GZ never stated or implied that THESE guys were the bad guys. You seem to have had a momentary reading comprehension lapse.

Re: Great!

There is no comment threat on Slashdot where you aren't a raging asshole. I'd tell you to go fuck yourself, but I have a feeling you've been doing that for a long time.

Re:Great!

Not sure why you're excited because security isn't the priority people make it out to be. Even Linus thinks security researchers are weird. This failure in attitude will spread like cancer and you can expect some epic exploits going forward. Microsoft knows all about that.

Re: Great!

[valdezjuan]

Most of the vendors are the ones putting up the cash, they are certainly paying attention.

Predictable outcomes

Edge biggest problem isn't being hacked, its that nobody uses it anyway. Edge is improved over Internet Explorer but in some ways it still has the problems of Internet Explorer. That being tied into Windows and carrying over IE code that obviously has problems even today. Safari is basically another IE only for Mac. Apple has pretty much ignored Safari on Mac OS lately. I'll be interested to see how Chrome OS holds up or Mac OS. Windows 10 I expect will fall pretty easily too.

Re:A Request

[lucm]

These vulnerabilities are insignificant and will be fixed, so let's talk about the far more important and pressing issues of race and race relations.

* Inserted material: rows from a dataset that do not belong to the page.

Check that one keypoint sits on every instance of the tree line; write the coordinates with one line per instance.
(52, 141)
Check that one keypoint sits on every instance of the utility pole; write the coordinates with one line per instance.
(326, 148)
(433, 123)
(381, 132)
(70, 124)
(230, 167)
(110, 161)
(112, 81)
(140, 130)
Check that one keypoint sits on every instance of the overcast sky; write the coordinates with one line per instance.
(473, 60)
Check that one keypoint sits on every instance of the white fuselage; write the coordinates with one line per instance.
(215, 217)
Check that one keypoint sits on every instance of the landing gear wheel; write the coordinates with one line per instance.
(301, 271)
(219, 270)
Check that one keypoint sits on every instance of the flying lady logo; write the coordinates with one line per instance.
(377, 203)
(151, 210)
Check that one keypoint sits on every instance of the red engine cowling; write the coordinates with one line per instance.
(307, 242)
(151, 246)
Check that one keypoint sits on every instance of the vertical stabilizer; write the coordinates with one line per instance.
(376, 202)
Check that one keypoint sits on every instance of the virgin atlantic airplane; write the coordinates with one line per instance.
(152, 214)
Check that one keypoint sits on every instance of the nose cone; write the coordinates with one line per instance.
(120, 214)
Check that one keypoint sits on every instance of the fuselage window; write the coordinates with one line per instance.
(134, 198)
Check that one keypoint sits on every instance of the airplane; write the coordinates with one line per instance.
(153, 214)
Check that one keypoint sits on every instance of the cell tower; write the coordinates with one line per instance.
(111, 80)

You mean like diversity hiring initiatives in Silicon Valley?

pwn2own?

Did somebody not tell these kiddies that pwn is a deliberate misspelling of 'own', that still means 'own'? So... own to own? dee dee dee.

Re:pwn2own?

maybe pwn in that context is to hack or to crack in order to own those free goodies and prizes.

Surprise!

"We used a JavaScript engine bug within..."

I'd love to see Ubuntu vs. OpenSUSE

Ever since Canonical partnered with Micro$oft, I've stopped using Ubuntu and tried other distros, my favorite so far being OpenSUSE. I built a custom distro with SuseStudio back before they eliminated 13.2 support and I even got my 32-bit distro to use PAE kernel 4.10 and has been doing so for quite some time now, so cracking 4.8? Is that what Ubuntu 16.04 LTS comes with? Runs a crap load faster on my 9 year old laptop too.

Re: I'd love to see Ubuntu vs. OpenSUSE

Never mind. It was 16.10, but still should of tried 4.10 for the kernel version.

Re:A Request

Nothing to discuss. We have national and historical averages telling us We are much better and it is them who want to be HERE, so the best solution is to let them extinguish in peace, EIP, so we can continue making this planet more Human like. Ditto.